Big Boi, "Vicious Lies and Dangerous Rumors" (Courtesy)
It shouldn't come as a surprise that Big Boi's Vicious Lies and Dangerous Rumors takes a sharp stylistic turn away from 2010's Sir Lucious Left Foot: The Son of Chico Dusty. Big Boi has always had his ears open to everything and seems to get creatively restless easily. So, he reeled in tons of collaborators and injected his southern hip hop with indie electronic sounds.

The guest work on the record is all over the map. There are more genre-standard team-ups, like A$AP Rocky, Kelly Rowland and Ludacris, and then there's the more unexpected crossovers into indie territory with Wavves' Nathan Williams, Phantogram and Little Dragon.

Actually, Vicious Lies and Dangerous Rumors is so heavy on collaborations that it makes the record as a whole a little schizophrenic. When he's working with his contemporaries -- on “In the A,”  he brings in T.I. and Ludacris, and he has UGK and Big K.R.I.T. on “Gossip” --  it sounds like the Big Boi we're used to. But big chunk of the album features indie pop duo Phantogram and Swedish EDM group Little Dragon. It's a risk, trading the funkier southern hip-hop beats for synthy, thudding EDM sounds, and it pays off more than it falls flat.

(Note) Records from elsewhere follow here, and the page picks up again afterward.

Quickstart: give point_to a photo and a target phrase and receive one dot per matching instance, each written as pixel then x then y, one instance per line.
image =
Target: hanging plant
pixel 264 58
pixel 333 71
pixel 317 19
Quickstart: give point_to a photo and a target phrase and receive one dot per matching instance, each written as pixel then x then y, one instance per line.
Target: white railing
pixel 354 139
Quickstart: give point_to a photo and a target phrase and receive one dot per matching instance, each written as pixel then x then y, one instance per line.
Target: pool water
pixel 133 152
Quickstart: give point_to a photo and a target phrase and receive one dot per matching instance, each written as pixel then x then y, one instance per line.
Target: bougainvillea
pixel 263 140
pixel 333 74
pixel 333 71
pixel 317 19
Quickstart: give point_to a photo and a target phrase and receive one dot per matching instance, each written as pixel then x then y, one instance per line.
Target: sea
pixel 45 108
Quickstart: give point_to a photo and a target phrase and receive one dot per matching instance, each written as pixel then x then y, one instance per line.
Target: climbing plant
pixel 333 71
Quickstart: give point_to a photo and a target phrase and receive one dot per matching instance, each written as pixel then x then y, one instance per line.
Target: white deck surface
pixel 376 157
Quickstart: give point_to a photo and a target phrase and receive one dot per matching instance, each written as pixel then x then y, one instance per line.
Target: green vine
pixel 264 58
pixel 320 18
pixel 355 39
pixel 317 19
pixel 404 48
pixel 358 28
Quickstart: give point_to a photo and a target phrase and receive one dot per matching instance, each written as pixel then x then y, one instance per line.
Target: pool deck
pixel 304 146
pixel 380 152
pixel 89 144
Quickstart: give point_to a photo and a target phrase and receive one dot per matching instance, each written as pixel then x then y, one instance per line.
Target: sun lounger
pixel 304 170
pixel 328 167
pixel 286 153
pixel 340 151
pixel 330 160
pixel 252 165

That's especially true on “Thom Pettie,” which strikes an excellent balance of styles.

Where collaborations struggle, Big Boi holds them up. He's still one of the most technically gifted rappers out there, and he's not letting himself coast on reputation or lean on collaborators. He's the consistently strong element of Vicious Lies and Dangerous Rumors. That's weird to say, since it's his album, but it's easy to get caught up thinking about the contributions of everyone else.

It's all going to be divisive. A single person might love half the record and not the other half, and fans as a group will either appreciate the experimentation or gripe about it. At least we can all agree Big Boi's still got it.